One important issue that you should pay a particularly close attention to when entering into an investor rights agreement with the people who are looking to invest into your start-up is the section in that agreement that talks about the degree of involvement that investors will have the right to in the day to day operations of your company. Ideally, you want your investors to have as little control as possible over your operations, and to have their rights limited to reasonable access to your company’s financials. For instance you can agree that you will deliver your profit and loss statements, balance sheets and other common financial documents to the investors every fiscal quarter.
You should pay attention to any language in the agreement that in so many words suggests that your investors have the right to walk into your office and tell you how to do your job, who to hire, how to develop and market your product, how to design your website, etc.
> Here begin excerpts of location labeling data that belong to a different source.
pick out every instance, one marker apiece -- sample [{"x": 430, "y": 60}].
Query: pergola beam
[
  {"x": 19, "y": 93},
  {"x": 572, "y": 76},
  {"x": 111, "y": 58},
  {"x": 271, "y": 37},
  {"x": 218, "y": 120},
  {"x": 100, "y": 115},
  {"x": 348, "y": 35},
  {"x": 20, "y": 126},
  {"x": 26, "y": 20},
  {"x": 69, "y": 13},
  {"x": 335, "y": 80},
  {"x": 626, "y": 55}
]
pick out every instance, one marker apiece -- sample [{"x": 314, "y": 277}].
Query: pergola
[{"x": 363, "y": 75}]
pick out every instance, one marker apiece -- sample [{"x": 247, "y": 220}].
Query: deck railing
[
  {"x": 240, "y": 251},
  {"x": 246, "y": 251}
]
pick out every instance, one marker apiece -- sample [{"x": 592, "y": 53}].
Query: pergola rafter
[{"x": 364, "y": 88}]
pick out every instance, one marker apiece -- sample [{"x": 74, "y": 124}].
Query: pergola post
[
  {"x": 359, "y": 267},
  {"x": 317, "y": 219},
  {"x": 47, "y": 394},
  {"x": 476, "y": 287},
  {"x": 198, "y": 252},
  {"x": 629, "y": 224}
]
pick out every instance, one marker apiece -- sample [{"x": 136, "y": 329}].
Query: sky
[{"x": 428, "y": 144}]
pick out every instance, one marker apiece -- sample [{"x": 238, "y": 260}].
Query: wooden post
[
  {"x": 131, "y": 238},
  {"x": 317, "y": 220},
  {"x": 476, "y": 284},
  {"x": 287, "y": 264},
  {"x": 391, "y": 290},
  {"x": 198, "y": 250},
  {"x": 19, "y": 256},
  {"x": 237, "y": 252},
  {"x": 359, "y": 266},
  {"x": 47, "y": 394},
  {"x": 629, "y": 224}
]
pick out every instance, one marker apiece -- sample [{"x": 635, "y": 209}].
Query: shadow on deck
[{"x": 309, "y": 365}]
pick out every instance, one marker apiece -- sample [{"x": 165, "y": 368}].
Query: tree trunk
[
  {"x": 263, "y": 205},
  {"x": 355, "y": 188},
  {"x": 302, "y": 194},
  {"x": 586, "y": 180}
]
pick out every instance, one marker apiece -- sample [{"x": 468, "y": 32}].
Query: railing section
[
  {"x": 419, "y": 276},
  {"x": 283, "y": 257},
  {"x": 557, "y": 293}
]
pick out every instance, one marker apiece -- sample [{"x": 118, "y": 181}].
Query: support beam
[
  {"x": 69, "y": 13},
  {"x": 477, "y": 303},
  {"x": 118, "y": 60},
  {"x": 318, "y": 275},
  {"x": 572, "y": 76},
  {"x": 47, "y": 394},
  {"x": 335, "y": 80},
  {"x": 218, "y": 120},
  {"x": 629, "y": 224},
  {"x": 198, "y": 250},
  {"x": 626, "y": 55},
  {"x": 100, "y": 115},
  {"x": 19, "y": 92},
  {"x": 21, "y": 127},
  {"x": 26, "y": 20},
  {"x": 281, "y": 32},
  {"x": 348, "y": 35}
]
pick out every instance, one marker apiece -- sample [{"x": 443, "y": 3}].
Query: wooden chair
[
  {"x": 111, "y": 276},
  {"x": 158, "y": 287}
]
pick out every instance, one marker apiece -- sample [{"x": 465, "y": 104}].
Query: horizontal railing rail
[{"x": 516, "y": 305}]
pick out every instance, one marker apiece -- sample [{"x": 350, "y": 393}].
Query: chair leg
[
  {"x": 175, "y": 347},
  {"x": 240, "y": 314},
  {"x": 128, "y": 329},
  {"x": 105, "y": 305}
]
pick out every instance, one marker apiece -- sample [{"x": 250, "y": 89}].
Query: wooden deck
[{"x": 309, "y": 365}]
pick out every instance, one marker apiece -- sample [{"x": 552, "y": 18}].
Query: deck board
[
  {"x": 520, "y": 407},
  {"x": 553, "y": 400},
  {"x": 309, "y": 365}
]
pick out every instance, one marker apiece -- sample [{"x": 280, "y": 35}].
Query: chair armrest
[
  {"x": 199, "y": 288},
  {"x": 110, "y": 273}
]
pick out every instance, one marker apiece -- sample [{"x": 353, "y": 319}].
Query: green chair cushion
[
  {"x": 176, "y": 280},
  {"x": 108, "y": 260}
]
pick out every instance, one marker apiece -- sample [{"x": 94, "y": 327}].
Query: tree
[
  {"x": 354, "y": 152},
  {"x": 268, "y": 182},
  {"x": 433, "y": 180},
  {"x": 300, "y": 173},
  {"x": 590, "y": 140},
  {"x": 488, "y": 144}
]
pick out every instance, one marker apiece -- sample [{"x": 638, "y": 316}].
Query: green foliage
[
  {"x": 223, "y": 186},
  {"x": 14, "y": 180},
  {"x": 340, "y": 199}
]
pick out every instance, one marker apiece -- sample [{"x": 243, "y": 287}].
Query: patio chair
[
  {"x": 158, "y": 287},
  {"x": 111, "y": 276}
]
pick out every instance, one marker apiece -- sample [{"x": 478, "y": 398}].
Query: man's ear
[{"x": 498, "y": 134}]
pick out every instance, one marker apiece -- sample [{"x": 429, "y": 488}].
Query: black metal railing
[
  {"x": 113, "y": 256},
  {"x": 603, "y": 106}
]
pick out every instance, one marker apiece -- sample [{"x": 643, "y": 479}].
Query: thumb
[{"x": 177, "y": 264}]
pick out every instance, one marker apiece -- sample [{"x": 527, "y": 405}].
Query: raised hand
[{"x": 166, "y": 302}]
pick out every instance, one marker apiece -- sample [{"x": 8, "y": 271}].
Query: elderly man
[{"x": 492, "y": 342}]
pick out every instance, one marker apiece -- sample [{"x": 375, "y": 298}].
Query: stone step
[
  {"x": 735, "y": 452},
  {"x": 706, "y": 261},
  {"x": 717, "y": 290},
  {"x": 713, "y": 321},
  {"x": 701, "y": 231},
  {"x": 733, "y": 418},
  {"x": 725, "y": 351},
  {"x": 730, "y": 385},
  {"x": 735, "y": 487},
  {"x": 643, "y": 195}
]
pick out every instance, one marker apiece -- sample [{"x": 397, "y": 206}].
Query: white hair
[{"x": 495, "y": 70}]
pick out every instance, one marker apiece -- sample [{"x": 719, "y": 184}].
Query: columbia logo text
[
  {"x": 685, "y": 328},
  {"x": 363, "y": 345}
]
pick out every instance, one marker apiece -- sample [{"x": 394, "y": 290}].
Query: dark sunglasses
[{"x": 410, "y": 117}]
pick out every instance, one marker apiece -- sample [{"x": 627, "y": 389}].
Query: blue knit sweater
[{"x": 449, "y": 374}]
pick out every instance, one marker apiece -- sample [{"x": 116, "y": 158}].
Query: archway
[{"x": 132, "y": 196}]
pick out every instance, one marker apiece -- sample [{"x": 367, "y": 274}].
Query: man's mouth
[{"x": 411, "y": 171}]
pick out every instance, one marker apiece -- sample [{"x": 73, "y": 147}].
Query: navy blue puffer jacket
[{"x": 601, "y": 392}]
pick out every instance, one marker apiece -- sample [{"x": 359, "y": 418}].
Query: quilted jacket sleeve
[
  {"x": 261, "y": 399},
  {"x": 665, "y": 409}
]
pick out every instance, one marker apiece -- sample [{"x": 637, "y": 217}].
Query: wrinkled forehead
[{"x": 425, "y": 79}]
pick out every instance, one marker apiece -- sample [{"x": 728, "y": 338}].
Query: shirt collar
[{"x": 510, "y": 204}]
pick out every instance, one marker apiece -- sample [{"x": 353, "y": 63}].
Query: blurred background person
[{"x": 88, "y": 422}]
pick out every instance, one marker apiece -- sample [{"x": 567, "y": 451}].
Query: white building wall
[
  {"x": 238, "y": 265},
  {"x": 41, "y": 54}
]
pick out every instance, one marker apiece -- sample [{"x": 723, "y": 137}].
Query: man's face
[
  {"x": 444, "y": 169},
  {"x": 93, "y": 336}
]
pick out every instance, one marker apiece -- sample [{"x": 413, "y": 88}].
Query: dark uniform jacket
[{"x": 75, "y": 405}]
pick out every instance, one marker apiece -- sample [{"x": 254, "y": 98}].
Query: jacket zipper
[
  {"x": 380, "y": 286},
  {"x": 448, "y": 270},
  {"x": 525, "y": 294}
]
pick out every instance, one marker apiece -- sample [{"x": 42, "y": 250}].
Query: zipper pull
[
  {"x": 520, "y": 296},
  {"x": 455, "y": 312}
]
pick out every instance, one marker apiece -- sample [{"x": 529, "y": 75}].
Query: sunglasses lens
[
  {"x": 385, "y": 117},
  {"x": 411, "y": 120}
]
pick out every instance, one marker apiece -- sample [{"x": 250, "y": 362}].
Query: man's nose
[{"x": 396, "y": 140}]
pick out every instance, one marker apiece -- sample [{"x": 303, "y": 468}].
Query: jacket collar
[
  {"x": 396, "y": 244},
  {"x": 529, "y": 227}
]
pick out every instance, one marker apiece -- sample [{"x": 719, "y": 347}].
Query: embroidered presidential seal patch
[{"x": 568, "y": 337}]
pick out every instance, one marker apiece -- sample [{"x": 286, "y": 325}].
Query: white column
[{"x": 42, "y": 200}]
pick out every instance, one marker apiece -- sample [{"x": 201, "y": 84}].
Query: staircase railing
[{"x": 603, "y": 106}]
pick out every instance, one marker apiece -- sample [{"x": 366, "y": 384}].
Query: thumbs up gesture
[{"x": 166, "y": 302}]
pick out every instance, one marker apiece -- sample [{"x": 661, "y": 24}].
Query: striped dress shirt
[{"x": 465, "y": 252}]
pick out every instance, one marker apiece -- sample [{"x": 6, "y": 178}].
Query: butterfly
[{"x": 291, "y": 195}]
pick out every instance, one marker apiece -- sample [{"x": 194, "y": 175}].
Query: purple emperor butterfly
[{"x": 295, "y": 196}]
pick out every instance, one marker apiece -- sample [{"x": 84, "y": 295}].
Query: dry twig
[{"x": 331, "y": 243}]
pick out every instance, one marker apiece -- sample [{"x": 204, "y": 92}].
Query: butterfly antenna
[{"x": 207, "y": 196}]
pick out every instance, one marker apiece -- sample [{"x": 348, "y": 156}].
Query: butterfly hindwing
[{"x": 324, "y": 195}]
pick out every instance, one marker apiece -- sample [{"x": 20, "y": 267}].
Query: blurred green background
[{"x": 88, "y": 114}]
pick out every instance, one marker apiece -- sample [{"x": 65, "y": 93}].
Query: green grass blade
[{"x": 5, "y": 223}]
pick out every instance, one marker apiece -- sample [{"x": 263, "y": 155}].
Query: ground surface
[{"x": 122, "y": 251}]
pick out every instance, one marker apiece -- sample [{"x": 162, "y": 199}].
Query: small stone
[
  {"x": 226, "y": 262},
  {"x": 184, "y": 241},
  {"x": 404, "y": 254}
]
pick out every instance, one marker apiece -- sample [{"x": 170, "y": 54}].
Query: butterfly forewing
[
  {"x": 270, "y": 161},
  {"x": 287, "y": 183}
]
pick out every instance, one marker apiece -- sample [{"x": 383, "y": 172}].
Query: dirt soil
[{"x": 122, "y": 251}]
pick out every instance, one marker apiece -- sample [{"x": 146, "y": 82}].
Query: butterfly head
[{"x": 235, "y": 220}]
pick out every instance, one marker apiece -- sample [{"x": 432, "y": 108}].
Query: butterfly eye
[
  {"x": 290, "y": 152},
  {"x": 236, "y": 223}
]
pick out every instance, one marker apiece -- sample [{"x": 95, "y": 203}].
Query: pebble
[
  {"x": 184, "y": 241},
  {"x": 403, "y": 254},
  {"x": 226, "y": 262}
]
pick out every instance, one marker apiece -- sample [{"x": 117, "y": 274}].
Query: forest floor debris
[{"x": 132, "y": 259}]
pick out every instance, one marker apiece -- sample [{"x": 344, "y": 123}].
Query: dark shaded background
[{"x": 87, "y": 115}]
After all, no CEO enjoys this type of “oversight” that will likely stifle his ability to move his company in the desired direction as soon as possible.
Of course, if your investors are not simply passive third parties but your parent company, or a company that is in the same industry as you are, they will likely want to have significantly more involvement in the key aspects of your operations, such as product development, sales strategy, advertising, etc… In this case, the terms of this broader involvement should be carefully analyzed and negotiated to avoid future disputes over who is in charge of what and why. The more specifically you outline what your investors can and cannot do, the lower the chances will be of any dispute with them that can lead to all kinds of problems, including interruption in funding and lawsuits.